Kate, 41, was patron of Capt Chandi’s expedition, where she broke the world record for the furthest unsupported solo polar ski expedition in history after covering 922 miles in 70 days and 16 hours.
Looking typically stylish, the royal mother-of-three opted for a white £69.99, double-breasted blazer from Zara for the engagement. Kate debuted a now favoured red version of the jacket in 2020.
Kate looked effortlessly elegant in the statement jacket, which she teamed with navy trousers and a white top, as well as recycled £120 Veja trainers.
Adding a touch of glitz to her ensemble, the mother-of-three sported a pair of dainty stud earrings, while wearing a smattering of glamorous makeup.
The princess joined students as they took part in some activities which bring to life the expedition and how Capt Chandi prepared for it, including some examples of how she trained and the types of food she consumed.
Removing her jacket, Kate tried her hand at tyre pulling, admitting: ‘I need to do some training.’
Finally, Capt Chandi and Kate chatted to a group of Year 11 and Year 13 students about building resilience and mental wellbeing in all aspects of life.
The princess has long been an advocate of the huge impact the outdoors can have on our wellbeing and the life skills it nurtures, such as confidence and resilience.

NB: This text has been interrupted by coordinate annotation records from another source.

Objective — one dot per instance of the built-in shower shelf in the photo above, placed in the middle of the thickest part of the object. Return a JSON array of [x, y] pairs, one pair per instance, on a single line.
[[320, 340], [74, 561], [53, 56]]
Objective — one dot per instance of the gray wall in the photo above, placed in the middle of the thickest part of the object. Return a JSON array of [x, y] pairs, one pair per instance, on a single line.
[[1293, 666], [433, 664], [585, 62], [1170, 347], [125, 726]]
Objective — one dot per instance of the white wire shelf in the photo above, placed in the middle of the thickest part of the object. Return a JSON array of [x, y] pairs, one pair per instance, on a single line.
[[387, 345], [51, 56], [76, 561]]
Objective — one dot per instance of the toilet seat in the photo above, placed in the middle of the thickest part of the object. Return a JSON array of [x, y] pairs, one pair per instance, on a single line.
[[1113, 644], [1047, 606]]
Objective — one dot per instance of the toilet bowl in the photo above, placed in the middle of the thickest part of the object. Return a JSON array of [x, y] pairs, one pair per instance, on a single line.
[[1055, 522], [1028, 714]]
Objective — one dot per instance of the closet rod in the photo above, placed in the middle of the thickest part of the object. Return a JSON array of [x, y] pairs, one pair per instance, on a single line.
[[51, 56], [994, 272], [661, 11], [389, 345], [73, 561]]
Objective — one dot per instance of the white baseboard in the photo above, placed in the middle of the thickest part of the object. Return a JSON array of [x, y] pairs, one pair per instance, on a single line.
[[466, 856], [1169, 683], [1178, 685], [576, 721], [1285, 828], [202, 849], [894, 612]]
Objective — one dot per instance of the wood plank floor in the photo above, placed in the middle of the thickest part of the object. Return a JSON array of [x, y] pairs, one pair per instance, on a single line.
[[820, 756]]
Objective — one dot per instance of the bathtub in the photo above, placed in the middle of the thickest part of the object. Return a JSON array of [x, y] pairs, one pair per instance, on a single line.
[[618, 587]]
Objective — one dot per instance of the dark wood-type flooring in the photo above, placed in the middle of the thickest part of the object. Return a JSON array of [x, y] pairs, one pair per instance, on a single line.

She is committed to promoting this to young people, including through her work with organisations such as the Scouts, of which she is joint President.
Capt Chandi covered 922 miles – 1,485km – in 70 days and 16 hours, breaking the record for the longest solo unsupported and unassisted expedition in Antarctica, according to the British Army.
Capt Chandi, dubbed ‘Polar Preet’, fell short of completing her target of going coast to coast, around 100 miles from where she was picked up.
The 33-year-old said: ‘Mentally, it was tough knowing I didn’t have enough time to make the crossing, but the expedition was about pushing my boundaries and inspiring others to do the same, so how could I not continue?
‘I’m disappointed I ran out of time to make the crossing of Antarctica, but I did everything I could. I didn’t take a day off and pushed as hard as possible every day. I’m proud that I kept going when it was tough and I thought I couldn’t do any more.’
Capt Chandi skied for between 13 and 15 hours per day with as little as five hours’ sleep at times.